Homélie de la Toussaint
« Ceux-là viennent de la grande épreuve »
Nous voilà hors de la maison. Alors que déjà nous apercevions ces semaines sans messe qui se profilaient, dans l’asile même de notre foi, sous la voûte d’une église, un assassin est venu chercher des chrétiens pour leur prendre violemment leur vie. Jeudi matin, la barbarie semble avoir envahi le ciel. L’hiver s’approche et tout abri nous est arraché, nous sommes jetés dehors dans le froid, dans la nuit et, alors même que nous sommes privés de nos soutiens habituels, notre témoignage est plus que jamais réclamé : témoignage de charité pour les plus pauvres et les fragiles, témoignage de foi dans le Christ devant le chaos des opinions contraires et jusqu’au martyre, témoignage d’espérance par la prière dans la solitude du confinement ou l’éducation des plus jeunes, etc. Chacun de nous est appelé sur un front particulier en ces heures où le monde plonge dans les ténèbres, mais comment ferons-nous pour avoir la force de ce témoignage alors même que nous sommes si fragilisés par les circonstances ?

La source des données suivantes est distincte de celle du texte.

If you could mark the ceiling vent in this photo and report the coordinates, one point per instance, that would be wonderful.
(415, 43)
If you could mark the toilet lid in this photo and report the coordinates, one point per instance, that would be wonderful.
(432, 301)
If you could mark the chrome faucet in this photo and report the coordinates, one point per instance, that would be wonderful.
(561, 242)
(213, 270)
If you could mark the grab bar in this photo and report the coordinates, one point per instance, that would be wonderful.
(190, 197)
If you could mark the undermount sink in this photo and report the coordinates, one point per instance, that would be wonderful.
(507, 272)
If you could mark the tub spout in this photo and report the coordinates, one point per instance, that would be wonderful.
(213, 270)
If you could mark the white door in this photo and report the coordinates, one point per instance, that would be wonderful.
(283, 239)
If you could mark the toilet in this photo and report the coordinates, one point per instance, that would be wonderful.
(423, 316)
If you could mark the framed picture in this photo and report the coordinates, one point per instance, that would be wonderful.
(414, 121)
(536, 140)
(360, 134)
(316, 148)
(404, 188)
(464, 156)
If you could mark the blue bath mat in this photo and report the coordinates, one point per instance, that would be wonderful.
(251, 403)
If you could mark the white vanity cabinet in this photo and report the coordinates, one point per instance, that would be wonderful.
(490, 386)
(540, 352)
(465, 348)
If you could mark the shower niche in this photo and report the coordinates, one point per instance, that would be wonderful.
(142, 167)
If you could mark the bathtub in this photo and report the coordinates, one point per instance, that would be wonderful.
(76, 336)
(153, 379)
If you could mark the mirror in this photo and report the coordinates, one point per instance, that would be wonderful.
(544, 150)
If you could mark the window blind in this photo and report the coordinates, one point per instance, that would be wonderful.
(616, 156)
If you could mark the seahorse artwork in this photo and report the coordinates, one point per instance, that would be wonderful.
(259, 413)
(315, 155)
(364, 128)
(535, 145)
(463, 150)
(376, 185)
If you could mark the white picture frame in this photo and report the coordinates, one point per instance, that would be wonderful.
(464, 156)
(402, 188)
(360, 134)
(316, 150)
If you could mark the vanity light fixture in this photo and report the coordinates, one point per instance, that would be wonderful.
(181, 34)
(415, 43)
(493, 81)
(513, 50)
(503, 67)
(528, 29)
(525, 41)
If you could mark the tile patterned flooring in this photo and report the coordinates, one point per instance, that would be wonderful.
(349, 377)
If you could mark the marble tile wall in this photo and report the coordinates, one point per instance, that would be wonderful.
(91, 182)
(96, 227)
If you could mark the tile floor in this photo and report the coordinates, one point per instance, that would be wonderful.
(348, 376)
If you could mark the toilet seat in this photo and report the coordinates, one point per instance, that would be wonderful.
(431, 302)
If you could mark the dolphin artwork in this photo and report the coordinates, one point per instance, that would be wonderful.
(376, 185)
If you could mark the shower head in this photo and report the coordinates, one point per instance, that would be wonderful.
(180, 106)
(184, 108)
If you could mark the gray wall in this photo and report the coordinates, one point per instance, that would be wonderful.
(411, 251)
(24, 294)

Nous voici donc dans la nuit, appelés à marcher sur une route dont nous ne voyons guère la trace, ne sachant pas bien comment agir ni que dire dans une situation à la fois tellement inconnue et si inquiétante. Nous ne savons plus de quoi demain sera fait, nous nous demandons si nous allons pouvoir vivre et faire ne serait-ce qu’un pas en avant ; ce n’est pas simplement le monde mais notre cœur même qui est plongé dans les ténèbres. Gardant les yeux vers le sol, nous sommes perdus mais si nous levons les yeux, nous voyons se détacher quelques points lumineux, puis davantage, puis d’innombrables lumières : ce sont les étoiles. Dans notre nuit, c’est la foule des saints qui nous ont précédés. Des boules de gaz qui brûlent à des millions de kilomètres mais qui, vues d’ici, sont espérance dans le noir. Splendeur d’une nuit claire où nous les contemplons, où les ténèbres ne se sont apparemment pas éclaircies mais où ces points lumineux sur la voûte céleste ont comme dilaté notre âme. Ce n’est rien que de la matière et pourtant c’est bien plus que cela. Dans la nuit de notre vie, nous levons les yeux vers les saints. Faits de chair et d’os, chacun petit être de rien, plein de doutes, ce sont des vies tissées de ces heures où l’on ne sait plus vers où marcher, de ces jours de peine où l’on se demande « à quoi bon ? », si petits devant la tâche à accomplir. Certains parmi eux n’avaient pas prévu d’être saints, la sainteté s’est présentée à eux comme par surprise : c’est Mère Teresa qui, à la quarantaine, voit son existence bouleversée par un appel de charité qui l’entraîne comme la tempête emporte un navire, ce sont les martyrs de la Révolution qui n’ont pu plier devant un état qui leur demandait de soumettre Dieu aux lois de la République, ce sont les martyrs de jeudi matin à Nice qui étaient simplement venus à leur cathédrale comme des enfants venant dans la maison familiale. D’autres semblent avoir lutté toute leur vie pour trouver le Christ et lui rester fidèles sans même se rendre compte qu’ils étaient tout près de lui : c’est le curé d’Ars persuadé d’être la perte de ceux qui l’approchaient, c’est Thérèse de Lisieux dans la nuit de la foi, c’est Vincent de Paul souffrant de ne pas faire davantage pour les pauvres, c’est François-Xavier, le bras douloureux d’avoir trop baptisé, criant par écrit aux prêtres de Paris de venir lui prêter main forte. S’ils peuvent nous être lumière, c’est qu’un feu les brûlait de l’intérieur.
Dans notre nuit, cette fête de la Toussaint, c’est l’heure où nous levons les yeux vers les étoiles. Nous ne savons pas plus de quoi demain sera fait, nous ne savons pas comment nous rendrons le témoignage particulier auquel chacun est appelé. Certains voient un peu ce qu’il sera, d’autres parmi nous n’ont même pas idée de ce qui sera réclamé d’eux dans les heures qui viennent, mais aucun de nous ne marche seul, la nuit est habitée de ceux qui ont emprunté la même route nocturne et qui y ont avancé avec le Christ. Alors, voyant derrière nous s’écrouler la maison où nous pensions toujours pouvoir nous abriter, accompagnés de cette foule immense et lumineuse, nous osons faire le premier pas dans la nuit, pour répondre à l’appel du Christ et porter son témoignage à ce monde qui en a soif. Amen.